- Born: 8 March 1912 Plumstead, Cape Town
- Died: 20 March 1984 (aged 72) Tygerberg, Cape Town
- Allegiance: South Africa
- Branch: South African Navy
- Service years: 1939–1972
- Rank: Commodore
- Commands: HMSAS Transvaal; SAS President Steyn (F147); OC Naval Base Simon's Town;
- Conflicts: World War 2
- Awards: Southern Cross Medal SM Queen Elizabeth II Coronation Medal Union Medal
- Spouse: Tessa
- Relations: John Fairbairn (grandfather)

= John Fairbairn (naval officer) =

South African admiral (1912–1984)

Commodore John Fairbairn (12 March 1912 – 20 March 1984) was a South African Naval officer.

Fairbairn was born in Plumstead, Cape Town.
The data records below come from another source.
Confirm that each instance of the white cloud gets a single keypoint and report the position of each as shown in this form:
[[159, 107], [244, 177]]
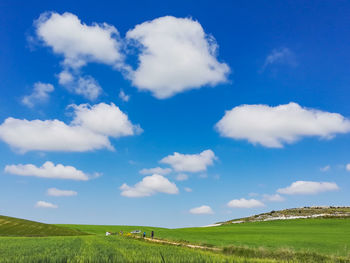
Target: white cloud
[[188, 190], [308, 188], [273, 198], [77, 42], [245, 203], [325, 168], [89, 130], [105, 119], [123, 96], [202, 210], [149, 185], [275, 126], [40, 94], [176, 55], [65, 77], [88, 87], [43, 204], [58, 192], [280, 56], [348, 167], [190, 162], [156, 170], [85, 86], [47, 170], [182, 177]]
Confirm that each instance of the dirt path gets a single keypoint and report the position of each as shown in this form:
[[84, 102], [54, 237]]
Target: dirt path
[[180, 244]]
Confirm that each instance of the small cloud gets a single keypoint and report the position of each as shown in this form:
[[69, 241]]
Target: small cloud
[[163, 69], [325, 168], [85, 86], [280, 56], [190, 162], [150, 185], [202, 210], [43, 204], [273, 198], [245, 203], [58, 192], [181, 177], [275, 126], [156, 170], [188, 190], [347, 167], [47, 170], [123, 96], [308, 188], [40, 94]]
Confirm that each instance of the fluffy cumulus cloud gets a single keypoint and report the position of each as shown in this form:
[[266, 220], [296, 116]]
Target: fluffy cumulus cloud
[[273, 198], [150, 185], [124, 97], [275, 126], [202, 210], [176, 55], [190, 162], [181, 177], [85, 86], [308, 188], [47, 170], [89, 130], [43, 204], [347, 167], [156, 170], [325, 168], [41, 93], [245, 203], [58, 192], [188, 190], [77, 42], [280, 56]]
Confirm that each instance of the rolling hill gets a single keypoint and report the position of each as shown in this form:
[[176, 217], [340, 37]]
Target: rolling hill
[[11, 227], [296, 213]]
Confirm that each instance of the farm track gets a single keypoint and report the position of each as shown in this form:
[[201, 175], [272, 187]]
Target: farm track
[[179, 244]]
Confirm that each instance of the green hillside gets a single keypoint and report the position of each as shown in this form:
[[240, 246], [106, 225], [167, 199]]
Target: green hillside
[[294, 213], [327, 236], [11, 227]]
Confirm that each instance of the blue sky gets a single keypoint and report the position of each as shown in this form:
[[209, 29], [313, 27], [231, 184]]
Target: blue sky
[[252, 96]]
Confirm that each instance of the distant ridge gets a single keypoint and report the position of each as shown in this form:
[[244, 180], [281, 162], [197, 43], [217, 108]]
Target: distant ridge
[[11, 226], [296, 213]]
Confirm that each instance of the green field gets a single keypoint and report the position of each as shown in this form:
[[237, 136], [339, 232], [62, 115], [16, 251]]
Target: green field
[[10, 226], [325, 236], [300, 240]]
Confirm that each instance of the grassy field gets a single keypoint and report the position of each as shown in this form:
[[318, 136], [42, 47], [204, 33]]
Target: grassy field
[[10, 226], [105, 249], [300, 240], [324, 236]]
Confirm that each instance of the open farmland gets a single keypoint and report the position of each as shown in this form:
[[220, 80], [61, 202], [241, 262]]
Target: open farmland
[[301, 240], [325, 236], [10, 226]]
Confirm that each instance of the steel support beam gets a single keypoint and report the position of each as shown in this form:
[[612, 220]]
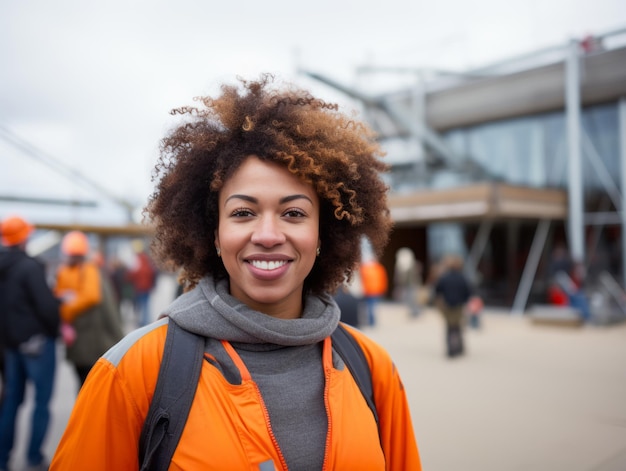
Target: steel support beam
[[478, 248], [574, 152], [530, 268], [622, 145]]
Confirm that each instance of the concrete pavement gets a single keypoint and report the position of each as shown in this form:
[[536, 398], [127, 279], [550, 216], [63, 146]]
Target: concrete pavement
[[524, 397]]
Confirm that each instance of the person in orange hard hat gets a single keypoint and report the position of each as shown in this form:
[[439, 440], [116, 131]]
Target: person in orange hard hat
[[375, 283], [29, 324], [78, 285]]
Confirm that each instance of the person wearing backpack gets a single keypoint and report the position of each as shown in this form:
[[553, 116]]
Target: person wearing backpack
[[263, 195]]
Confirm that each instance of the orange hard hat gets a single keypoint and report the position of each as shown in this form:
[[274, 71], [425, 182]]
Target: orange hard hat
[[15, 230], [75, 243]]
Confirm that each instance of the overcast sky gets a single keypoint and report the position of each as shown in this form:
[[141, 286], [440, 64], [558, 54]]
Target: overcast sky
[[90, 84]]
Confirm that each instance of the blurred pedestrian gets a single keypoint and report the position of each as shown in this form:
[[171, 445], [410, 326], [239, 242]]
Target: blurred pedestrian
[[452, 291], [143, 279], [375, 283], [349, 298], [83, 310], [29, 324], [407, 279]]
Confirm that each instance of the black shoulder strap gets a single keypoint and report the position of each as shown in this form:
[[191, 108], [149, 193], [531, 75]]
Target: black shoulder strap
[[176, 388], [172, 398], [352, 355]]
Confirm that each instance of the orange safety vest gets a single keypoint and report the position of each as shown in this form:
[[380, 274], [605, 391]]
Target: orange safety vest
[[105, 425], [374, 279]]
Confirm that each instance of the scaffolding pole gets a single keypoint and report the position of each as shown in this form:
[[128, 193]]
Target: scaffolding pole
[[575, 177], [530, 268], [622, 146]]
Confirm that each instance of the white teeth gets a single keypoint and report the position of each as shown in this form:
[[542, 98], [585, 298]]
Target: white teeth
[[265, 265]]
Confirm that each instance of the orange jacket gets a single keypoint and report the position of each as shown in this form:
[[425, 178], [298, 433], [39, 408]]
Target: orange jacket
[[79, 285], [228, 426], [373, 278]]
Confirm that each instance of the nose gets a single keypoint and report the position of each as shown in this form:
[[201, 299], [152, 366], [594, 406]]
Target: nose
[[267, 232]]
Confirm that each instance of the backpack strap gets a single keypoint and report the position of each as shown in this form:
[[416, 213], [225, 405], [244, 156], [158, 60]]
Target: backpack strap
[[176, 387], [172, 398], [352, 355]]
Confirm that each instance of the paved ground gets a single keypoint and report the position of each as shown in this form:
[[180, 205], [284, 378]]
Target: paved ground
[[525, 397]]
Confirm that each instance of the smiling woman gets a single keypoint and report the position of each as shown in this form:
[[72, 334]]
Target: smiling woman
[[264, 195]]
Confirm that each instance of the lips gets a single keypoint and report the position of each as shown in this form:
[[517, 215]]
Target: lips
[[268, 269], [267, 265]]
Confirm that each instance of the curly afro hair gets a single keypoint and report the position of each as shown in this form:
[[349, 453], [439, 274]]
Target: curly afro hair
[[311, 138]]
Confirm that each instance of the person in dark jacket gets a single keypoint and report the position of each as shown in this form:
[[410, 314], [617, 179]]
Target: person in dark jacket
[[29, 324], [452, 291]]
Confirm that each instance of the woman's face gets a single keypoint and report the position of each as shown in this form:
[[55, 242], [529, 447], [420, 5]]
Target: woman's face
[[268, 234]]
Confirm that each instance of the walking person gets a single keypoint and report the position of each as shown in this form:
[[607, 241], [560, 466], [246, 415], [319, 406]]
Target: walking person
[[452, 291], [262, 199], [143, 280], [375, 284], [407, 279], [79, 286], [29, 324]]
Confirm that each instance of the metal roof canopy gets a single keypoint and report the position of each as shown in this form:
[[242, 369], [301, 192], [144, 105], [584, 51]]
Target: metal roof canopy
[[129, 230], [478, 202]]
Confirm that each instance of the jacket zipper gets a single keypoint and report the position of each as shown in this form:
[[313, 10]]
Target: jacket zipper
[[266, 416], [330, 428]]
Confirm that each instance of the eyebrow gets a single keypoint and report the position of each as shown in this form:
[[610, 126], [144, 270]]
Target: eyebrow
[[285, 199]]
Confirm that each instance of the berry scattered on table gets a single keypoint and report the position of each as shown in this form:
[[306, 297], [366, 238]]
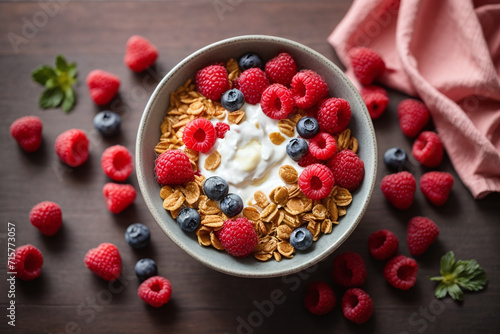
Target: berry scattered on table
[[116, 162], [137, 235], [72, 147], [46, 217], [28, 261], [401, 272], [27, 131], [104, 261], [420, 234]]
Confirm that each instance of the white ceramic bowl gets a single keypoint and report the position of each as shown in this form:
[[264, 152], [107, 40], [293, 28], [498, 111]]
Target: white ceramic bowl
[[267, 47]]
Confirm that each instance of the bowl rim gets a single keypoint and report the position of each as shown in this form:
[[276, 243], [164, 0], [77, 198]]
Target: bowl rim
[[141, 175]]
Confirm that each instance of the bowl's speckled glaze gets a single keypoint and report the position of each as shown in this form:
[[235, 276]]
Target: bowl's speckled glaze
[[267, 47]]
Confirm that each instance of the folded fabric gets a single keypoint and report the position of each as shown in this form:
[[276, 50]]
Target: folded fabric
[[446, 53]]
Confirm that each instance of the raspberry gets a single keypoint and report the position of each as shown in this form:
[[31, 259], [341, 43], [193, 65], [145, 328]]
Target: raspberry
[[413, 115], [104, 261], [376, 100], [212, 81], [139, 53], [436, 186], [118, 196], [334, 115], [323, 146], [382, 244], [276, 101], [28, 261], [316, 181], [252, 83], [366, 64], [421, 233], [72, 147], [103, 86], [357, 306], [173, 167], [281, 69], [116, 162], [399, 189], [401, 272], [156, 291], [238, 237], [319, 298], [348, 169], [308, 87], [46, 217], [349, 270], [27, 131], [428, 149], [199, 135]]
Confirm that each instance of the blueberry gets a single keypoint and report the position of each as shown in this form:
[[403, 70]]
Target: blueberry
[[297, 148], [137, 235], [107, 122], [231, 205], [301, 238], [145, 268], [307, 127], [249, 60], [395, 158], [188, 219], [232, 99]]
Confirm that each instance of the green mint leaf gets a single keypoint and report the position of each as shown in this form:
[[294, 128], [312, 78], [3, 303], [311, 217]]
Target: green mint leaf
[[42, 74]]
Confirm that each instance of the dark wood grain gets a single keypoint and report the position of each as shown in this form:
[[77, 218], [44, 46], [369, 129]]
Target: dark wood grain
[[68, 298]]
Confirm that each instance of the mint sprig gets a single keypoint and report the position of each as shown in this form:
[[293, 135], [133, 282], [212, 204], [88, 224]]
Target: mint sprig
[[58, 82], [457, 276]]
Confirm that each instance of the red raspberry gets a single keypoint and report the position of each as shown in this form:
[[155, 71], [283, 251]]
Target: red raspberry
[[281, 69], [349, 270], [413, 115], [323, 146], [316, 181], [357, 306], [199, 135], [104, 261], [238, 237], [401, 272], [252, 83], [421, 233], [436, 186], [27, 262], [118, 196], [173, 167], [221, 128], [27, 131], [139, 53], [308, 87], [46, 217], [116, 162], [156, 291], [72, 147], [348, 169], [276, 101], [382, 244], [334, 115], [428, 149], [399, 189], [212, 81], [366, 64], [376, 100], [103, 86], [319, 298]]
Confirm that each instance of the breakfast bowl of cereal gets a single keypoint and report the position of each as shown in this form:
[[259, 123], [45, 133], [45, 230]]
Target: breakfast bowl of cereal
[[256, 156]]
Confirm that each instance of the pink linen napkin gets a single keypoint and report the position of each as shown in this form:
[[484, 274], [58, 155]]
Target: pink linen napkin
[[447, 53]]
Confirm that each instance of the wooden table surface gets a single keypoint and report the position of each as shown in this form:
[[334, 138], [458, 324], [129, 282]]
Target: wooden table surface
[[68, 298]]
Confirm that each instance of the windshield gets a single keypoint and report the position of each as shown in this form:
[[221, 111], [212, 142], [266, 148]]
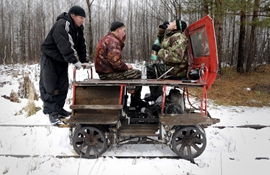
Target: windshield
[[199, 43]]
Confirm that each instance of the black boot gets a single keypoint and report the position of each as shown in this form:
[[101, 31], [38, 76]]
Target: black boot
[[63, 113], [54, 118]]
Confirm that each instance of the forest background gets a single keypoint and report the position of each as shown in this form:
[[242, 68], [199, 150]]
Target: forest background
[[242, 27]]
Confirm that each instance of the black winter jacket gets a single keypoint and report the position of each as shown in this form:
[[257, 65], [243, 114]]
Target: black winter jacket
[[65, 42]]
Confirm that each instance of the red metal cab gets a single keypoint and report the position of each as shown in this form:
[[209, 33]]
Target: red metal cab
[[202, 49]]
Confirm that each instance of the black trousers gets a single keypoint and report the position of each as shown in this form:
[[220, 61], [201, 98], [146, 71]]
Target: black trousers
[[53, 84]]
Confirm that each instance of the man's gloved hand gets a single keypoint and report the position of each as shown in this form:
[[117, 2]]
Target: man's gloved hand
[[156, 48], [78, 65], [86, 65], [164, 25]]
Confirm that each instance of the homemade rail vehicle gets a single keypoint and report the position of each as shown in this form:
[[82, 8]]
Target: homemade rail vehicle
[[101, 116]]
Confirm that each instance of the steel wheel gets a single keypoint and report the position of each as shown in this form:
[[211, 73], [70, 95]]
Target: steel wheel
[[189, 142], [89, 142]]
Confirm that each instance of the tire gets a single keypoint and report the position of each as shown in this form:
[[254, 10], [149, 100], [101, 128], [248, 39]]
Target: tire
[[189, 142], [89, 142]]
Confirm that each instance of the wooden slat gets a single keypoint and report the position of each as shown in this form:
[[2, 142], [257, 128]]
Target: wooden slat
[[136, 82], [186, 119], [105, 119], [96, 106]]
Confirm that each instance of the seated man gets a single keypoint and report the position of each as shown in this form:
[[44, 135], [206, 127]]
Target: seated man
[[173, 52], [108, 59]]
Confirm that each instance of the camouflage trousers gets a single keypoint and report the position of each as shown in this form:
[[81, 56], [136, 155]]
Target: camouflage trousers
[[130, 74]]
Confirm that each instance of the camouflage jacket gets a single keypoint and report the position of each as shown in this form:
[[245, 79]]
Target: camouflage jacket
[[173, 52], [108, 55]]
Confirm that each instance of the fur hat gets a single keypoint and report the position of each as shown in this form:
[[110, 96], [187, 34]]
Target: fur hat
[[77, 10], [115, 25], [181, 25]]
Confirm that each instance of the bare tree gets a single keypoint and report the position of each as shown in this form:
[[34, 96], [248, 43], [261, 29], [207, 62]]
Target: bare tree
[[251, 54], [90, 33]]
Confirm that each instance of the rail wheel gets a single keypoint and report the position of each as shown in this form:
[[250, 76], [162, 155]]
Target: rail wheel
[[89, 142], [189, 142]]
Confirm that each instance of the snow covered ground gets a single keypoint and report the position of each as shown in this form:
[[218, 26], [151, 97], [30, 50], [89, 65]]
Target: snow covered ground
[[229, 151]]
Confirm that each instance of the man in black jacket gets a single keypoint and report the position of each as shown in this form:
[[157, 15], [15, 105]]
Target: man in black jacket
[[64, 44]]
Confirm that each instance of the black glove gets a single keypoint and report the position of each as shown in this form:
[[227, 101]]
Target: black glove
[[156, 48], [122, 45], [164, 25]]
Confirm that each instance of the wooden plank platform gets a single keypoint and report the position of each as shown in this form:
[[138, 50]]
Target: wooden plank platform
[[104, 119], [136, 82], [138, 130], [186, 119], [105, 107]]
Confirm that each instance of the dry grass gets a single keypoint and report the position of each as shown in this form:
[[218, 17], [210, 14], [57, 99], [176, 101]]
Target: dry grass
[[236, 89]]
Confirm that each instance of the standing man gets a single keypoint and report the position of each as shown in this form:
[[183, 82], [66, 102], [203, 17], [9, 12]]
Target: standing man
[[108, 60], [64, 44]]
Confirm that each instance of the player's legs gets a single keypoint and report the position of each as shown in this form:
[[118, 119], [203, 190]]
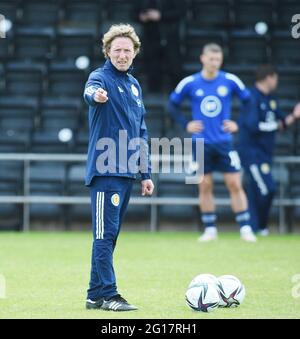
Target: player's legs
[[229, 163], [206, 197], [207, 207], [108, 200], [238, 197], [239, 205], [260, 191]]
After being educated at Diocesan College in Rondebosch, he started working at the Standard Bank in 1930. He joined the Royal Navy Volunteer Reserve (RNVR) on 1 July 1929 on a part-time basis while still working at the bank until the start of World War II, when he signed up to the South African Navy full-time on 4 September 1939 and was promoted to lieutenant on 12 November the same year.

On 1 May 1946, he joined the SA Navy Permanent Force and was given the rank of lieutenant-commander. On 4 January 1948 while in command of the HMSAS Transvaal, the Marion and Prince Edward islands were annexed from Great Britain. He commanded the SAS President Steyn before being appointed naval officer in charge (NoiC) of the Simon's Town Naval Base.

Fairbairn retired in 1972 and died in Cape Town in March 1984.